Ero sorpreso. Andarmene da quella casa? Mi sembrava una decisione troppo grande.

— Michele, non dovevi farlo. Io sto bene qui.

Ma lui insisteva.

— No, papà, te lo meriti. Questa casa è diventata troppo grande per te da solo. È il momento giusto per cambiare.

Ammetto di aver avuto dubbi. Quella casa era il luogo dove avevamo costruito i nostri ricordi. Ma mio figlio era così sicuro che fosse la cosa giusta. Mi fidavo di lui.

Così, nonostante l’incertezza, accettai. Nei giorni successivi, preparai le mie cose e lasciai che Michele si occupasse di tutto. Era così premuroso che cercai di mettere da parte le mie preoccupazioni.
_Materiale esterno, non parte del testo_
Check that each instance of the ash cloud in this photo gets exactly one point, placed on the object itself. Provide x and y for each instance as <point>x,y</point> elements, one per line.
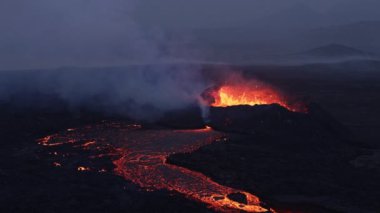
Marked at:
<point>79,33</point>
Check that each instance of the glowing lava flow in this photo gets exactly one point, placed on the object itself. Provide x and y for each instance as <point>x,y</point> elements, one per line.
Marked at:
<point>249,93</point>
<point>143,161</point>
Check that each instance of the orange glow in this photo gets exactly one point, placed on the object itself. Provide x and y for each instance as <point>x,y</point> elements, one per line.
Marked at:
<point>247,94</point>
<point>140,156</point>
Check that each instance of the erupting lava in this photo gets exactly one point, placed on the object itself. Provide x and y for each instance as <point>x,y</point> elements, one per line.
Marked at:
<point>244,93</point>
<point>143,161</point>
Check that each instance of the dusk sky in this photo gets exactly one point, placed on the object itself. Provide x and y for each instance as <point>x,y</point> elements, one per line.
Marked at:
<point>52,33</point>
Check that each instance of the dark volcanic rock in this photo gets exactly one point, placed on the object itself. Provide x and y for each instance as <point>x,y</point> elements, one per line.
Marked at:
<point>275,120</point>
<point>238,197</point>
<point>293,161</point>
<point>188,118</point>
<point>30,183</point>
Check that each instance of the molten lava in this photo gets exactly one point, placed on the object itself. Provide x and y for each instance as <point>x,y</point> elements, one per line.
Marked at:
<point>245,93</point>
<point>142,160</point>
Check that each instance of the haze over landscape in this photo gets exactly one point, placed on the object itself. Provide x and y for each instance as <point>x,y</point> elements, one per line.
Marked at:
<point>48,34</point>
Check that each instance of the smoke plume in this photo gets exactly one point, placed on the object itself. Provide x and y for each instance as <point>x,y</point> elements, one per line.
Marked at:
<point>79,33</point>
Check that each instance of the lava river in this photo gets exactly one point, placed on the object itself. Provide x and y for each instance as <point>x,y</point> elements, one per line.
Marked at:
<point>143,154</point>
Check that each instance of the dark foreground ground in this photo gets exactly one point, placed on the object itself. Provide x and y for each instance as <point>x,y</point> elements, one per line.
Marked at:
<point>325,175</point>
<point>30,183</point>
<point>294,169</point>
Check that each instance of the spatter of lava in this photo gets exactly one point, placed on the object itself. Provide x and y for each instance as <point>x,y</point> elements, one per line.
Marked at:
<point>250,93</point>
<point>143,161</point>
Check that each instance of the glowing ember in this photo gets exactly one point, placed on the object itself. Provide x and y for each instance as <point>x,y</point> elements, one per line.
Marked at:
<point>243,92</point>
<point>245,95</point>
<point>143,155</point>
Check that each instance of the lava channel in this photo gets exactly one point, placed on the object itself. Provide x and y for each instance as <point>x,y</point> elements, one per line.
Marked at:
<point>143,161</point>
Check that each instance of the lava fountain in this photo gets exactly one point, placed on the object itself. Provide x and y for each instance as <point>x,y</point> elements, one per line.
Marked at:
<point>143,154</point>
<point>250,93</point>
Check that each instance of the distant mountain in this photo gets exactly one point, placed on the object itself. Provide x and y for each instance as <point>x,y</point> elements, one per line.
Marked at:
<point>336,51</point>
<point>362,35</point>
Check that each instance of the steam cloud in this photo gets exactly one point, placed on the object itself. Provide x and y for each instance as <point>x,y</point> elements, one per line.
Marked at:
<point>79,32</point>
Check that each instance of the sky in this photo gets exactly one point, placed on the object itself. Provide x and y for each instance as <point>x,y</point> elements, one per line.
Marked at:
<point>54,33</point>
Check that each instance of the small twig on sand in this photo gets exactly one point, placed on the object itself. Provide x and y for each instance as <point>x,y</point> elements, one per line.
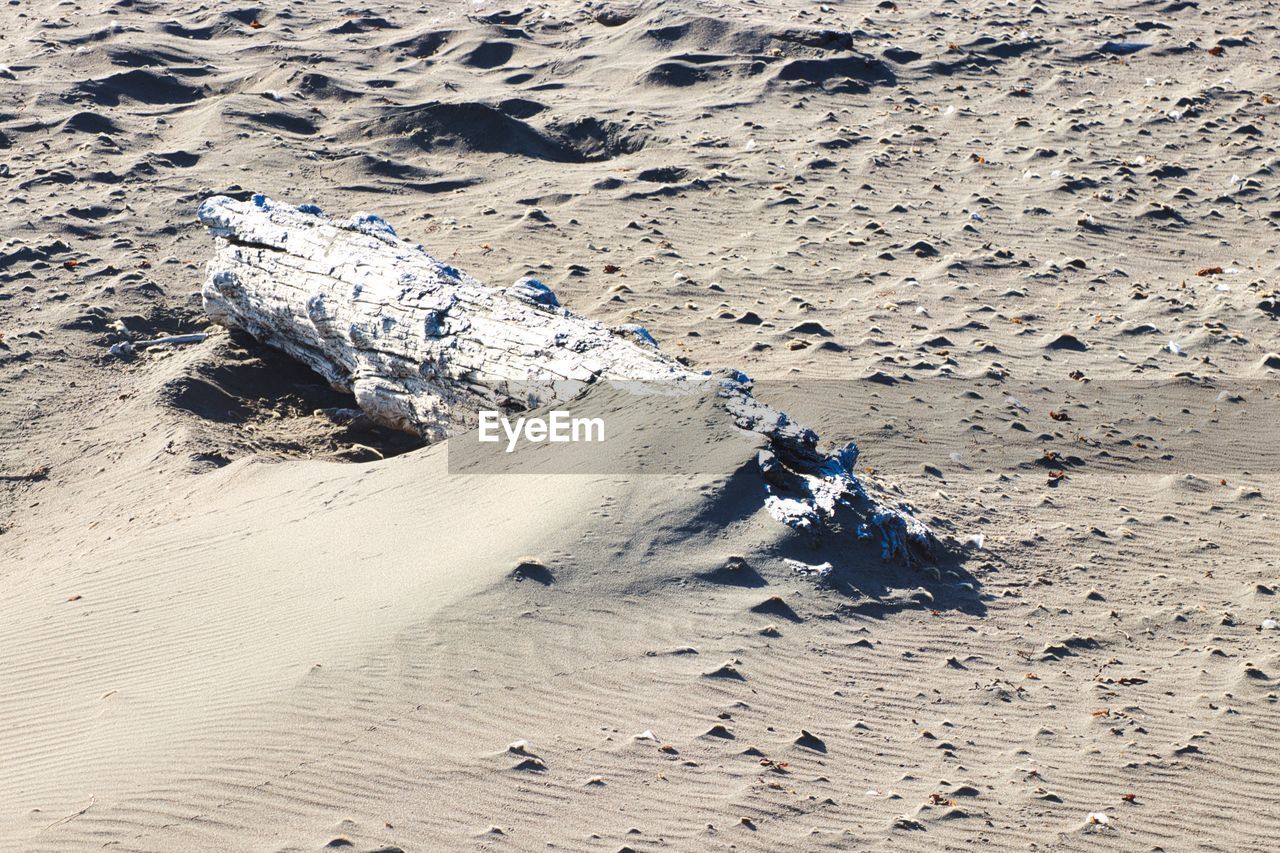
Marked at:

Il giorno del trasferimento, salii in macchina e Michele iniziò a raccontarmi di tutti i vantaggi della nuova casa. Ma man mano che ci allontanavamo dalla città, un senso di inquietudine cresceva dentro di me.

Il paesaggio diventava sempre più spoglio. Niente colline verdi o paesaggi incantevoli, solo campi vuoti e persino una fattoria abbandonata. Non era il tipo di campagna che avevo immaginato.

— Michele, sei sicuro che sia la strada giusta? — chiesi con crescente preoccupazione.

— Sì, papà — rispose, ma evitava il mio sguardo.

Dopo un’ora di viaggio, svoltammo in un vialetto sterrato. In fondo alla strada c’era un grande edificio grigio. Il mio cuore si fermò quando lessi l’insegna: “Sunset Haven”.

Non era una casa. Era una casa di riposo.